I can't tell you exact numbers but some engine authors, like Bob Hyatt, tend to play thousands of games to reliably measure small ELO differences between two engine versions.

Bob also prefers not to use opening books but instead uses a huge number of different (balanced) starting positions which he extracted from high-quality games.

He also does not repeat playing the same position too often within one test run since it has been stated that doing so would have negative impact on the stability of test results (dependent measurements).

Finally, to get such a huge number of games finished within reasonable time you need
a) to play with ultra-fast time control (in the range of few seconds for each game),
b) Bob's cluster :-)
Since you don't have b) you will have to live with slightly higher error bars compared to those Bob is getting now.

There have been huge threads in CCC (IIRC) about this topic within the past 12 months.


Re: Tunning the eval

PostPosted: 04 Jan 2009, 01:01
by daniel anulliero
hi sven
thx for your answer
well I'll add much more engines for tests :)
I want to have 150 engines , 4 games each , is it ok?

this will take lot of time :)


Re: Tunning the eval

PostPosted: 04 Jan 2009, 01:34
by Sven Schüle
daniel anulliero wrote:I want to have 150 engines , 4 games each , is it ok?

this will take lot of time :)

I can't say whether this setup will be successful. But at least I think there may arise problems, since either you always take the same two (or four) starting positions against each opponent engine (then your engine will be tuned for too few types of positions), or you take different starting positions for different opponents (this might work, I don't know, but it looks dubious to me), or you play with opening books (which is disliked by many due to the instability of results it may introduce).

Perhaps it could be slightly better to take 10 engines only (strength not too far away from that of your own engine) and 60 games each, by using 30 different starting positions and playing each position twice (switching colors).
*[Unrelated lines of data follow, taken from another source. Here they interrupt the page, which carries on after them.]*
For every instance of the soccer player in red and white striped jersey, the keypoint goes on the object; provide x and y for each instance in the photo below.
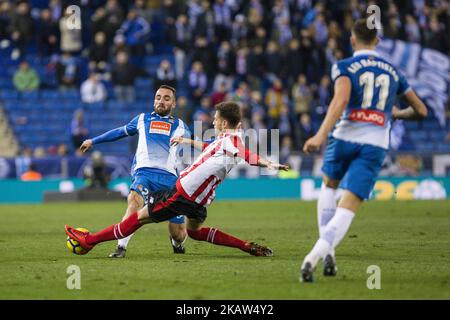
(194, 190)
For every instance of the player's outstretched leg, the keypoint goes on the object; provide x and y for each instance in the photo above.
(178, 234)
(215, 236)
(135, 203)
(329, 265)
(114, 232)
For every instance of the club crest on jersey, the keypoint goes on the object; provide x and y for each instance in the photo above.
(160, 127)
(371, 116)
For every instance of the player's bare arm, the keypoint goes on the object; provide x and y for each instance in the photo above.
(342, 91)
(181, 140)
(86, 145)
(416, 110)
(272, 165)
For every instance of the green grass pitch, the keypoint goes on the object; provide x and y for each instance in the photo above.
(408, 240)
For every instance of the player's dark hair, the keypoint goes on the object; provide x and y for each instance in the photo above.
(363, 33)
(229, 111)
(165, 86)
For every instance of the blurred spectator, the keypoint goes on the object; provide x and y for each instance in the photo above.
(170, 11)
(225, 65)
(219, 95)
(107, 20)
(62, 150)
(99, 49)
(39, 152)
(21, 29)
(48, 34)
(436, 37)
(31, 174)
(222, 20)
(239, 30)
(78, 130)
(301, 95)
(93, 90)
(256, 63)
(324, 91)
(164, 75)
(242, 93)
(204, 113)
(135, 29)
(204, 53)
(273, 61)
(96, 174)
(304, 131)
(412, 29)
(71, 41)
(276, 100)
(241, 64)
(67, 71)
(26, 78)
(181, 37)
(124, 75)
(284, 124)
(198, 82)
(183, 110)
(285, 149)
(144, 11)
(293, 64)
(204, 22)
(5, 19)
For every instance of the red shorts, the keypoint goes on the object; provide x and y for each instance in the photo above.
(164, 205)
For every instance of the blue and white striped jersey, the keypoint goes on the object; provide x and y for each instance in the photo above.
(155, 133)
(375, 87)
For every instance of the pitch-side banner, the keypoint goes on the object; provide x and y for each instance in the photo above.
(427, 71)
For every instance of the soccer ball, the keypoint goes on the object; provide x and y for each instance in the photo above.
(74, 246)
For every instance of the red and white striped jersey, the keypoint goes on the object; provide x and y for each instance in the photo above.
(199, 181)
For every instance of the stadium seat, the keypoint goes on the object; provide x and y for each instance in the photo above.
(8, 94)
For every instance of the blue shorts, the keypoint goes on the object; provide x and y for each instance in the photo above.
(355, 165)
(146, 180)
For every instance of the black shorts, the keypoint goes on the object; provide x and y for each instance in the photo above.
(164, 205)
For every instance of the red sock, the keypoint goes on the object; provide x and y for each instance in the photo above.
(218, 237)
(116, 231)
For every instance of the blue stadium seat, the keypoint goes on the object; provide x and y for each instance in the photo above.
(8, 94)
(418, 135)
(29, 95)
(49, 94)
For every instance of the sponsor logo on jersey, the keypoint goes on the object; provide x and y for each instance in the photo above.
(364, 115)
(160, 127)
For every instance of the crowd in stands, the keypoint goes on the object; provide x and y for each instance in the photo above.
(274, 56)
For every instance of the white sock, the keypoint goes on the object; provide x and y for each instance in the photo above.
(124, 241)
(333, 234)
(326, 207)
(318, 251)
(338, 226)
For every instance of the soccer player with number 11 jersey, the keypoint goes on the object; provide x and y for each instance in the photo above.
(365, 90)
With roughly 12-15 seconds per game (e.g. 40 moves in 4 seconds for each player, or anything similar) you'll end up in 120..150 minutes total for one complete test run of 600 games. That may give an acceptable result for you, although not with the precision that Bob is able to obtain.


Re: Tunning the eval

PostPosted: 04 Jan 2009, 10:57
by H.G.Muller
The new WinBoard release includes the Nunn and Silver positions, (10 and 40, respectively), so obtaining suitable start positions should be no problem! 8-)

Re: Tunning the eval

PostPosted: 05 Jan 2009, 01:33
by daniel anulliero
finaly I'm starting with 59 engines (include Surprise and Micromax :) )
10 games each = 590 games
we'll see
thx for your interrest

Re: Tunning the eval

PostPosted: 11 Feb 2009, 23:21
by Richard Allbert

I'm late to this, but you might be better taking, say, 10 opponents, and playing a gauntlet vs all of them, as black and white using the Silver or Noomen suite (or something similar). That way you play 600 games under much more "repeatable" conditions.

Just as number of games total is important, I assume that number of games vs opponent x is also important...


Re: Tunning the eval

PostPosted: 12 Feb 2009, 21:34
by H.G.Muller
You've got to have both, actually. If too large a fraction of the games is against the same engine, you will be training your engine to defeat that engine, even if this will go at the expense of performing worse in general (i.e against most other opponents). But if too large a fraction of your games is played from the same position, you will be training your engine to play the best moves in that position, which might again go at the expense of doing well in other positions, without you noticing.

So 10 oppoents 60 positions each is just as bad as 60 opponents, 10 positions each. The best compromise would be 25 opponents, 24 positions each.